We live in a society where sexual brokenness is running rampant, but few people address it as such. For Christians, our following of the sexual norms of the world is as simple as lust and lack of self-control. I am thankful that I have a few people in my life who don't diminish it to that completely. In certain moments, I am acting without self-control and find myself in a very sinful place (read: a bed that is not my own), but other times, I am in my bed or maybe on my knees before God and I feel far from whole.
The act of sex is a physical manifestation of our issues, but can we talk about those issues? Can we talk about the countless people in church week in and week out who go home to sort through issues with sexuality and sexual behavior alone in shame?
I wish it didn't take me three years to open up to people for help with homosexual behavior and thoughts. When I decided to be honest about it, the amount of people who understood this very struggle was mind-blowing. Why though? Sex is a very real part of life and a very real struggle, but it seems like the shame of engaging in it silences people into silos. But life and death is in the power of the tongue.
I know people who struggle with sexual sin in countless ways, but the majority of them struggle through it alone or with a few trusted friends. Far too many of those people are convinced that there is nothing deeper to their actions and they just need to stop.

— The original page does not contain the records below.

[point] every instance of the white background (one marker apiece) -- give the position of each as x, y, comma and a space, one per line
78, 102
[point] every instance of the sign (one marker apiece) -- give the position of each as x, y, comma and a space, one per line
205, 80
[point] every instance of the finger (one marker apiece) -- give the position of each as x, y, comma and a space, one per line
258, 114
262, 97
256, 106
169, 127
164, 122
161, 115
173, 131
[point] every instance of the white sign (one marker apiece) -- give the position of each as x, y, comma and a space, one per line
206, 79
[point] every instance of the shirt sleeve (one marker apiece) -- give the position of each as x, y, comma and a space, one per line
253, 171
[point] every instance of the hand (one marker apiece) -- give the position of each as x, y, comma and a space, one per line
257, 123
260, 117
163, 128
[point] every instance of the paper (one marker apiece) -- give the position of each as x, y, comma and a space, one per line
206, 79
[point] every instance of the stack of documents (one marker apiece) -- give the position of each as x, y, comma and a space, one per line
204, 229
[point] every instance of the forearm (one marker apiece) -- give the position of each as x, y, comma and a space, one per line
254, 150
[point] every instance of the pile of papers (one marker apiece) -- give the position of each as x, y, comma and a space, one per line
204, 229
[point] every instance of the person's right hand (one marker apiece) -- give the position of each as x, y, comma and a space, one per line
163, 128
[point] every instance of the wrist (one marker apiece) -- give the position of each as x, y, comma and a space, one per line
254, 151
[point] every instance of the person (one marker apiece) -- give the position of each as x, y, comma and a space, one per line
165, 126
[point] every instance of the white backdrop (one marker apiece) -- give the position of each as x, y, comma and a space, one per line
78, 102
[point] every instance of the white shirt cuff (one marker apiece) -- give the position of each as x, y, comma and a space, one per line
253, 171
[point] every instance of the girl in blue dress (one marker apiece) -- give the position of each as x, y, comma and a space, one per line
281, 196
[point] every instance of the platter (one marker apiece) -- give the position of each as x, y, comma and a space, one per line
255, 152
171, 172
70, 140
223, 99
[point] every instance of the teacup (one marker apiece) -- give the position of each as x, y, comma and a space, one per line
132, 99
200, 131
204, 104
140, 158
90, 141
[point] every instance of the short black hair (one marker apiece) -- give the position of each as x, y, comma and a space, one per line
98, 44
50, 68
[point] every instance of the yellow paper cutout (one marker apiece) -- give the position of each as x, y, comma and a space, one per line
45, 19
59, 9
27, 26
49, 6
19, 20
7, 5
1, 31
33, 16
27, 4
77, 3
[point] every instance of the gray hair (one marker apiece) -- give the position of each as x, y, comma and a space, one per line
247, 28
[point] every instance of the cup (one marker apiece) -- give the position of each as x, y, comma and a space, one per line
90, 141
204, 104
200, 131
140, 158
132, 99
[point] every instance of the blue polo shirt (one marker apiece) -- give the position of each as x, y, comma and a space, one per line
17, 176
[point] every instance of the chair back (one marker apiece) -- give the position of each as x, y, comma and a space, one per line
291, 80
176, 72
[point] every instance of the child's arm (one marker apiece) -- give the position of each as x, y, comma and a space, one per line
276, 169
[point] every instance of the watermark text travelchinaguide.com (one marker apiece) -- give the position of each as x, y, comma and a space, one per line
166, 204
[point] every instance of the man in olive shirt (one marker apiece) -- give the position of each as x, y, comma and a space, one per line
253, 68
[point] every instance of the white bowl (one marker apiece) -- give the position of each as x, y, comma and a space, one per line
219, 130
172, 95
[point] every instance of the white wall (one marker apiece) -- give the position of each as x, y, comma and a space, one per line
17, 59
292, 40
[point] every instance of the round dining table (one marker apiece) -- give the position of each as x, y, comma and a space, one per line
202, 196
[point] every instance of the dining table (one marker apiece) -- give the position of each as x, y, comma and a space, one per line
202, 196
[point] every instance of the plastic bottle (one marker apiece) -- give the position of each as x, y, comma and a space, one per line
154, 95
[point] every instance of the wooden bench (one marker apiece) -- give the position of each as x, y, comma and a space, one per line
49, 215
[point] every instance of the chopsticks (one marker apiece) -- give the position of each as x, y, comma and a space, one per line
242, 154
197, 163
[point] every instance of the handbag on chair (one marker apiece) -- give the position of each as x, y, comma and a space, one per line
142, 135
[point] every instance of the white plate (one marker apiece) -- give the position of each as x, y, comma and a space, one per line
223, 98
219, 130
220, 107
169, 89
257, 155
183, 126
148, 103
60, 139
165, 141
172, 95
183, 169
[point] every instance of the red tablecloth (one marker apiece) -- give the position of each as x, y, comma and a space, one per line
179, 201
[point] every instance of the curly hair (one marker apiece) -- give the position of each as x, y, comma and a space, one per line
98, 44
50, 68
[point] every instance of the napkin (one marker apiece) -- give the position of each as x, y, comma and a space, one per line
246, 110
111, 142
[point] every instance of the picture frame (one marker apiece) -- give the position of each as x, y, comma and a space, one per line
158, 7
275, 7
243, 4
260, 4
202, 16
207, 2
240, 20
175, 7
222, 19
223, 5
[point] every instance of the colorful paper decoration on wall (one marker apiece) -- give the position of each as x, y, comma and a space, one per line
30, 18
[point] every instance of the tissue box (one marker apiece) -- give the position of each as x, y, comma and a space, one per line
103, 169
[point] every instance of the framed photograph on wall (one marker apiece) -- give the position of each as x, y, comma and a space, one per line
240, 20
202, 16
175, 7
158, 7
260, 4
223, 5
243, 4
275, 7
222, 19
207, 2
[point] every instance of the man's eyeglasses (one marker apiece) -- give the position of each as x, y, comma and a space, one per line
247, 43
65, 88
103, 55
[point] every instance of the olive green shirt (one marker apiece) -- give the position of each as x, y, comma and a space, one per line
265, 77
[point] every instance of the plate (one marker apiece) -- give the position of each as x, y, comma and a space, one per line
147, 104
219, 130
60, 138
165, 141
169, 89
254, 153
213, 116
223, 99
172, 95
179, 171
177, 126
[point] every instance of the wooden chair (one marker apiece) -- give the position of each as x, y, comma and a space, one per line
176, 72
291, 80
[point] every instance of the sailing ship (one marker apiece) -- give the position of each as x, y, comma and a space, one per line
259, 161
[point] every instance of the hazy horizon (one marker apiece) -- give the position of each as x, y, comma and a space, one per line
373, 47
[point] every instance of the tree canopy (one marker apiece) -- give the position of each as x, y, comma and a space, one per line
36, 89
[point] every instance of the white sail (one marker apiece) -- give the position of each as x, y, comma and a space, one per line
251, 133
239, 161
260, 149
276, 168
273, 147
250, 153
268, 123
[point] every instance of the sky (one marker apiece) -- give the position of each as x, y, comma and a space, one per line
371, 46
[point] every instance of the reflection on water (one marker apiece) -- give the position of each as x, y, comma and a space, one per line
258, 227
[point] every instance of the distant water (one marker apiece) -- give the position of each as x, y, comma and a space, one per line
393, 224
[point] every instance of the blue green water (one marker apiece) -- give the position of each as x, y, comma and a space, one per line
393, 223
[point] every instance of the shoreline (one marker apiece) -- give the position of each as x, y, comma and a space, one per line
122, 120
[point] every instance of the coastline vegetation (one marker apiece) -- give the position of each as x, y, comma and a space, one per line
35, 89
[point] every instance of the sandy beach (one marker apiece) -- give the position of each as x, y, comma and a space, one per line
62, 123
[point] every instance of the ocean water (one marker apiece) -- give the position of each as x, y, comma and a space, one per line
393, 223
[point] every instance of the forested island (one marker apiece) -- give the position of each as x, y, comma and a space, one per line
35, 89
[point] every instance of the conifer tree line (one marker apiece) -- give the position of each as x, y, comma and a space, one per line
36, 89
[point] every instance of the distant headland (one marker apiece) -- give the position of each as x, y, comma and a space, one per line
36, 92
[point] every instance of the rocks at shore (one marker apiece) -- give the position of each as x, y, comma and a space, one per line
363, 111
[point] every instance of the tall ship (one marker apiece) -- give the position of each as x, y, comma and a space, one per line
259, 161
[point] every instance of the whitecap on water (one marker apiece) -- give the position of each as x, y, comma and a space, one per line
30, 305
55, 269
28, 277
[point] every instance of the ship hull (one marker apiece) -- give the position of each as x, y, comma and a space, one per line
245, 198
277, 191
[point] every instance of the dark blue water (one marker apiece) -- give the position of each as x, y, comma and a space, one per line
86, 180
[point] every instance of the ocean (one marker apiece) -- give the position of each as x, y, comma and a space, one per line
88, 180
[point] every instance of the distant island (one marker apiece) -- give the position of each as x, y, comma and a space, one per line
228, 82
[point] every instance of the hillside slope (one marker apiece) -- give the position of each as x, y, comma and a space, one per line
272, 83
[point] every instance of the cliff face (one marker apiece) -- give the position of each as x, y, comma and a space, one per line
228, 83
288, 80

What about people who are dealing with the same things? Can we talk to each other? From conversations with people who have been where I am, I've learned that I have a lot more to sort through than the sex/gender of the person I am sleeping with.
I'm not saying there isn't already someone doing it, but there is something very powerful about being in community with people who are open about the fact that they have been where you are. It helps to have people who can understand your bad days because they've had them, but still admonish you to surrender to God.
Talking, listening and praying with friends who engage in premarital sex with boyfriends, girlfriends, exes or strangers has given me clarity on many things, but a few of them are as follows.
Sexual brokenness can manifest in a multiplicity of ways, and most of those are destructive and dangerous. As fun as it may seem or feel in that moment, we are doing real damage to our souls. God has created a strong union that can support the passions that sex brings, and that is marriage between a man and a woman. That's just the truth; sex in any other way is not God's best and will only hurt us in the end. He has also created a powerful vehicle for healing, and that is testimony. I have witnessed it and I pray you will too.
In recent times, I decided that I would be silent and no longer be accountable to the people who are supporting me, and I have already seen hints of the destruction that will ensue. I am writing this to us because our silence is our continued bondage. I am writing this to counteract the lies that I have started believing about my interactions with the people keeping me accountable. I am writing this for my freedom.